Discussing​ ​mental​ ​health​ ​and​ ​lifting​ ​are​ ​two​ ​of​ ​my​ ​biggest​ ​passions.​ ​I​ ​am​ ​so honored​ ​to​ ​have​ ​been​ ​given​ ​the​ ​opportunity​ ​to​ ​talk​ ​about​ ​both​ ​to​ ​you​ ​all​ ​both​ ​in writing​ ​and​ ​in​ ​person.​ ​In​ ​case​ ​you​ ​missed​ ​me,​ ​either​ ​on​ ​this​ ​blog,​ ​or​ ​at​ ​the​ ​“True Health​ ​and​ ​Fitness”​ ​at​ ​TFW​ ​Fitness​ ​in​ ​August,​ ​I’m​ ​guest​ ​writer​ ​Gabriel​ ​Villarreal, Resident​ ​in​ ​Counseling,​ ​owner​ ​of​ ​the​ ​Mash​ ​Elite​ ​Affiliate​ ​“LostBoys​ ​Strength​ ​and Conditioning”​ ​in​ ​Roanoke,​ ​VA.​ ​Additionally,​ ​I​ ​am​ ​the​ ​owner​ ​of​ ​my​ ​private practice​ ​“ADHD​ ​Counseling​ ​in​ ​the​ ​Roanoke​ ​Valley”.

Enough​ ​about​ ​me​ ​today​ ​we​ ​are​ ​going​ ​to​ ​tackle​ ​how​ ​to​ ​optimize​ ​your​ ​mental health,​ ​as​ ​a​ ​coach​ ​or​ ​athlete;​ ​we​ ​all​ ​need​ ​optimization.​ ​Better​ ​every​ ​day!
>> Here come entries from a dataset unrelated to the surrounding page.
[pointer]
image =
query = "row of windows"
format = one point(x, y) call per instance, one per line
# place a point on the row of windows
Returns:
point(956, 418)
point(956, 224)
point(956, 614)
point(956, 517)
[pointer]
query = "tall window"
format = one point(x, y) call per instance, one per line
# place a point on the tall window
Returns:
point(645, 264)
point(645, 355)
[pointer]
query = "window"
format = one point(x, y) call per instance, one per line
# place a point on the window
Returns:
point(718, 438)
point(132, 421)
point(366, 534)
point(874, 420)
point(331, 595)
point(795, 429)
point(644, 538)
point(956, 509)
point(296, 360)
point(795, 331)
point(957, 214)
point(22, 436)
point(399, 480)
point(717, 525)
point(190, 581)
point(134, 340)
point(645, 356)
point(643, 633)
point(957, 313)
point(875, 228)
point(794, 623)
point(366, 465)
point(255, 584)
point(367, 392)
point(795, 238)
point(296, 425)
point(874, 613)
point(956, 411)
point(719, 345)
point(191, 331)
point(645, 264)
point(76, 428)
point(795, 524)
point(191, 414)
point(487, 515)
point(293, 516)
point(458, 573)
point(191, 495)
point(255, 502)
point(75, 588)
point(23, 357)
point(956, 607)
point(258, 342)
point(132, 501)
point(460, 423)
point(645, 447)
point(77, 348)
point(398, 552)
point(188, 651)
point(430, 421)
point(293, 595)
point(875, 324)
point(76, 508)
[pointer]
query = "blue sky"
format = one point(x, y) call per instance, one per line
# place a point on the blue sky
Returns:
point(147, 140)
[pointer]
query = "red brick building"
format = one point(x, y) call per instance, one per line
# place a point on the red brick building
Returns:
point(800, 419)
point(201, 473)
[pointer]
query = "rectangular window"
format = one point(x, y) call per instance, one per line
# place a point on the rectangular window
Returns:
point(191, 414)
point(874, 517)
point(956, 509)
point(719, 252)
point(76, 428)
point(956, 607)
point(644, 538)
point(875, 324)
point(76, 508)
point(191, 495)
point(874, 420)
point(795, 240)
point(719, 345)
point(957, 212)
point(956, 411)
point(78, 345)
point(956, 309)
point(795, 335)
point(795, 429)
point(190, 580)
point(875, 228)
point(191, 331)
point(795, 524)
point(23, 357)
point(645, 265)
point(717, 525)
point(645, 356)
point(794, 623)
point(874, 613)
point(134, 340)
In​ ​my​ ​last​ ​two​ ​articles​ ​we​ ​discussed​ ​the​ ​​comorbidity​ ​(dual​ ​issues)​ ​between overweight/obese​ ​and​ ​mental​ ​health​ ​diagnoses​​ ​as​ ​well​ ​as​ ​​why​ ​not​ ​to​ ​use​ ​exercise as​ ​your​ ​therapy​.​ ​​ ​Before​ ​we​ ​jump​ ​into​ ​today’s​ ​topic​ ​here​ ​is​ ​a​ ​summary​ ​of​ ​those articles​ ​for​ ​reference:

We found that the CDC, Centers for Disease Control and Prevention, estimate 300 million individuals are obese worldwide and approximately 75% of adults in the United States are either overweight or obese. The Department of Health and Human Services reports 300,000 deaths occur each​ ​year​ ​due​ ​to​ ​overweight​ ​or​ ​obese​ ​related​ ​issues.​ ​(U.S.​ ​DHHS,​ ​2007)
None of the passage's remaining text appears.